Jugendarbeit - Leidenschaft pur


Aus- und Weiterbildung von Gruppenleiter*innen

 

Die Jugendleiter*In-Card (Juleica) ist der bundesweit einheitliche Ausweis für ehrenamtliche Mitarbeiter*innen in der Jugendarbeit. Sie dient zur Legitimation und als Qualifikationsnachweis der Inhaber*innen. 

Zusätzlich soll die Juleica auch die gesellschaftliche Anerkennung für das ehrenamtliche Engagement zum Ausdruck bringen. 

Seit vielen Jahren bin ich in der Aus- und Weiterbildung neuer Gruppenleiter*innen tätig und organisiere Grundkurse, die in Kombination mit einem aktuellen Erste-Hilfe-Kurs zur Beantragtung der Juleica dienen.
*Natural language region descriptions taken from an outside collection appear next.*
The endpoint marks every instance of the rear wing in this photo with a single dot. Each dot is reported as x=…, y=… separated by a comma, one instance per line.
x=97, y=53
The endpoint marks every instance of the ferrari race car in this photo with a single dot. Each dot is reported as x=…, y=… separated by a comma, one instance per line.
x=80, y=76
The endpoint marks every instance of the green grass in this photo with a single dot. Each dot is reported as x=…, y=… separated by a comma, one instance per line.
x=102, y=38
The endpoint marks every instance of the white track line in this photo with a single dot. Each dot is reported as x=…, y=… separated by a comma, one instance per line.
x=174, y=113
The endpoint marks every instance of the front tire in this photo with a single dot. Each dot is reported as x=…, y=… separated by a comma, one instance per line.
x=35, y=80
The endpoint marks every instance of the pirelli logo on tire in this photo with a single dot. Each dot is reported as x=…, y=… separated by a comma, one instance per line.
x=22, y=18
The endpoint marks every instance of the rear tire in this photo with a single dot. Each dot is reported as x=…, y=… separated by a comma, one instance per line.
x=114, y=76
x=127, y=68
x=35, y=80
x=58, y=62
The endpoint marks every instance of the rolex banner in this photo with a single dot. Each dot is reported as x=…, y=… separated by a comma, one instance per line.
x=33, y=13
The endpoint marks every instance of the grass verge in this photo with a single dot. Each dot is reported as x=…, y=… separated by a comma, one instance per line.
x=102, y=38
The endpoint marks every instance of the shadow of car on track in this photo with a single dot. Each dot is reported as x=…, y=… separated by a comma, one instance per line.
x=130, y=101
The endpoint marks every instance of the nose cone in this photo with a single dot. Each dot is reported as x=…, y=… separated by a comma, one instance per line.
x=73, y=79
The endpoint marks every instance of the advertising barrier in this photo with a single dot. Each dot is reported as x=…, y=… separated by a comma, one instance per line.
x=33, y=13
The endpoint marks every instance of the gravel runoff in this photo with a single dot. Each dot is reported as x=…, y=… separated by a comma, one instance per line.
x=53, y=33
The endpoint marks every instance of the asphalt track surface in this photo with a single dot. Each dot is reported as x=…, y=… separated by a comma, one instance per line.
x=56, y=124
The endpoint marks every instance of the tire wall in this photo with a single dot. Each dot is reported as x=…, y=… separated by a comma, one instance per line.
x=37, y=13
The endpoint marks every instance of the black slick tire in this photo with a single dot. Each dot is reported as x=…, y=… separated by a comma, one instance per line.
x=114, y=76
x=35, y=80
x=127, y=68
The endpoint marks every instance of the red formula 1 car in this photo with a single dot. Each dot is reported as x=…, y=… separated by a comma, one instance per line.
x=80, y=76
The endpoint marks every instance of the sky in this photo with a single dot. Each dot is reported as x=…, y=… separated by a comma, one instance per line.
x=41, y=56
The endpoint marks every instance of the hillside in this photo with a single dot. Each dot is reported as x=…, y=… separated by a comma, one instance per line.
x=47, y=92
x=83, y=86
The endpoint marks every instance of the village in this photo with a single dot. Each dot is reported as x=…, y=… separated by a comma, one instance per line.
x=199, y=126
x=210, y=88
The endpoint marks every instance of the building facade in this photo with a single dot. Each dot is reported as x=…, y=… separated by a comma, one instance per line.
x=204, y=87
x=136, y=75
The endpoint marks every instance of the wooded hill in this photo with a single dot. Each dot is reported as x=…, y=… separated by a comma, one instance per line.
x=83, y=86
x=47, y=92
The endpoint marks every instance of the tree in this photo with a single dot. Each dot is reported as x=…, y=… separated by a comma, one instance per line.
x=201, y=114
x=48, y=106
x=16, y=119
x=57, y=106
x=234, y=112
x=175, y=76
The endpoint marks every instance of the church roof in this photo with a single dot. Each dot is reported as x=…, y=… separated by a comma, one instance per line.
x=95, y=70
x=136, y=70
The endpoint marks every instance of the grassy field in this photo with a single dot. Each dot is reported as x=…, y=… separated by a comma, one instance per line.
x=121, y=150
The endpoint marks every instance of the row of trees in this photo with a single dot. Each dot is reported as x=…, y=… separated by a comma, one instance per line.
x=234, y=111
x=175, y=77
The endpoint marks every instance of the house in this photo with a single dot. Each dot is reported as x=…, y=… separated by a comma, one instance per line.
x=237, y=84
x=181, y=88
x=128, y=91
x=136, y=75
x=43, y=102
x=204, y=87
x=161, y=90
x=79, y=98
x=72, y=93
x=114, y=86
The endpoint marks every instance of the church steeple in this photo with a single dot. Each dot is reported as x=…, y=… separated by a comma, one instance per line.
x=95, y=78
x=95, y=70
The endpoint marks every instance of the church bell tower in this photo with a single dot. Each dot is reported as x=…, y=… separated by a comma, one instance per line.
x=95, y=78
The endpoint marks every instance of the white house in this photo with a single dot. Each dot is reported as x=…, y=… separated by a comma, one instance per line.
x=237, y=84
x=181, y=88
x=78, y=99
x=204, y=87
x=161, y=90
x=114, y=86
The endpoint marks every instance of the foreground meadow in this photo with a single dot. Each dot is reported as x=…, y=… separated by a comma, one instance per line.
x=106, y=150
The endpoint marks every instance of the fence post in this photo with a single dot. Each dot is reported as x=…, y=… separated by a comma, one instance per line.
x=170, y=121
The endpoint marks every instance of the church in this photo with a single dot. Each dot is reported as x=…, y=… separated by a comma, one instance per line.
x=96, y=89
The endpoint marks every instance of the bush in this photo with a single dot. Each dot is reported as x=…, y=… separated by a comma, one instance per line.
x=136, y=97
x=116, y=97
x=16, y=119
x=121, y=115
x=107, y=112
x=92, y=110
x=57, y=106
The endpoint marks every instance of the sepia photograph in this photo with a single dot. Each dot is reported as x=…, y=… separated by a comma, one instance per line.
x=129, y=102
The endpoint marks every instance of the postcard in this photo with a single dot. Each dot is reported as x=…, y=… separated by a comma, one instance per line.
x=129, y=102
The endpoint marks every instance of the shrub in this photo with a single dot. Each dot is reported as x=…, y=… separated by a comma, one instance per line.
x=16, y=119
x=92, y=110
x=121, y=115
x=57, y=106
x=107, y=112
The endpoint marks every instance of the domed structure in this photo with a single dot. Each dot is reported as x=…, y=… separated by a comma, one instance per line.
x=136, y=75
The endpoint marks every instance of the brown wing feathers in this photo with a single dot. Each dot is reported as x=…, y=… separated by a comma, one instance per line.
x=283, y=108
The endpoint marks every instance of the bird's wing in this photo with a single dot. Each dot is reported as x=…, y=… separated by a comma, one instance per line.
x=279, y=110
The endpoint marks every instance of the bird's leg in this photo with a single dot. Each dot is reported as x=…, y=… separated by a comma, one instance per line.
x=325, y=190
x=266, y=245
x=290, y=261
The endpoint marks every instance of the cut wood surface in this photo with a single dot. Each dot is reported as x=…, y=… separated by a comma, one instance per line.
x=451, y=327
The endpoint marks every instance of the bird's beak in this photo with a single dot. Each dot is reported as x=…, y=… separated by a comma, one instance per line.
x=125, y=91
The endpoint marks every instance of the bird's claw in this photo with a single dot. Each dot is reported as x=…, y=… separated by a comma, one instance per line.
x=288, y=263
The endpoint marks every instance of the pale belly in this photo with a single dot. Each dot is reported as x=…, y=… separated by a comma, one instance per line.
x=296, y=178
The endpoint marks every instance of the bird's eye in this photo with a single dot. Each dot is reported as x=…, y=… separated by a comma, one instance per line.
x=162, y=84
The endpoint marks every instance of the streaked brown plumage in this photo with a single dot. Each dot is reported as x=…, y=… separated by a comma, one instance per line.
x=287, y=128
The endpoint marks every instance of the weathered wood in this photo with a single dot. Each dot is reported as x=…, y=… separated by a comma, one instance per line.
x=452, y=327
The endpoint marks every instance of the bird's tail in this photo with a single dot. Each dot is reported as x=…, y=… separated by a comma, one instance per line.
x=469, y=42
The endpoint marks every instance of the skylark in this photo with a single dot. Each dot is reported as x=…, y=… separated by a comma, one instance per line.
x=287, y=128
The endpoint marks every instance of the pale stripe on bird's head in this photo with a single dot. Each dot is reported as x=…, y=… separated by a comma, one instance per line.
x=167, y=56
Die praktische und theoretische Qualifizierung zum

Erwerb der JULEICA umfasst mindestens die folgenden Inhalte:

  • Aufgaben und Funktionen des Jugendleiters/der Jugendleiterin und Befähigung zur Leitung von Gruppen,
  • Ziele, Methoden und Aufgaben der Jugendarbeit,
  • Rechts- und Organisationsfragen der Jugendarbeit,
  • psychologische und pädagogische Grundlagen für die Arbeit mit Kindern und Jugendlichen,
  • Gefährdungstatbestände des Jugendalters und Fragen des Kinder- und Jugendschutzes.
  • Darüber hinaus wird empfohlen, aktuelle Themen des Jugendalters und der Jugendarbeit wie Partizipation, Geschlechterrollen und Gender Mainstreaming, Migrationshintergrund und interkulturelle Kompetenz zum Bestandteil von Ausbildungsstandards zu machen.

Leitung und Begleitung von Kinder- und Jugendfreizeiten

Seit 2011 begleite ich Kinder- und Jugendfreizeiten nach Deutschland und ins europäische Ausland. Gemeinsam mit einem ehrenamtlichen Team fahren wir jedes Jahr im Sommer zusammen auf einen Zeltplatz oder in ein Haus. Diese Gemeinschaft ist wirklich toll. Die meiste Zeit bin ich dabei mit dem CVJM Lengerich mitgefahren, mittlerweile begleite und leite ich Freizeiten der Evangelisch-Reformierten Jugend in Schüttorf, meinem neuen Wohnort. Die Leitungserfahrungen haben mir auch für meinen beruflichen Weg sehr viel gebracht. Verantwortung, Planung, Koordination und Evaluation von Fahrten sind nur ein paar von vielen Begriffen, die sich in diesem Zusammenhang nennen und als Lernfelder aufzählen lassen. Hier sind ein paar Eindrücke:


Junge-Erwachsenen-Treff

Die Zielgruppe von 18-25-jährigen wird von Kirchengemeinden oft nicht erreicht. Es feht am Angebot für die jungen Erwachsenen. Sie finden sich oft nicht im  Gemeindeleben und Gemeindealltag wieder. In einigen Gemeinden treffen sich daher die jungen Erwachsenen regelmäßig und unternehmen etwas gemeinsam. Ein biblischer Input gehört oft auch dazu.

 

Ich freue mich, dass es seit einigen Monaten auch einen "Junge-Erwachsenen-Treffe" in der Evangelisch-Reformierten Kirchengemeinde Schüttorf gibt. Seit einem Jahr darf ich dabei mitwirken. Mittlerweile sind es rund 20 junge Erwachsene, die punktuell an den Treffen teilnehmen. Gemeinsam mit einem Team bestehend aus Ehrenamtlichen und einem in der Jugendarbeit sehr engagierten Pastor bereiten wir diese Treffen vor und geben Flyer heraus. Die "normalen" JET-Treffen bestehen aus einer gemeinsamen inhaltlichen Arbeit oder einer Andacht. Danach wird gemeinsam gegessen. Die Kneipenabende finden im Jugendcafé der Gemeinde statt und dienen der Gemeinschaft, dem intensiven Kennenkernen und gemeinsamen Aktionen wie Singstar, FIFA, Billiard oder Tischkicker. Einmal im Jahr gibt es eine Wochenend-Freizeit, auf der wir uns ein Thema (beispielsweise "geMEINsamer Weg") vornehmen und darüber ins Gespräch kommen. Dazu wird gemeinsam gekocht und Freizeit zusammen verbracht.

 

In Zukunft wollen wir hin und wieder Referenten zu den JET-Treffen einladen, um inhaltlich ein breites Angebote bieten zu können.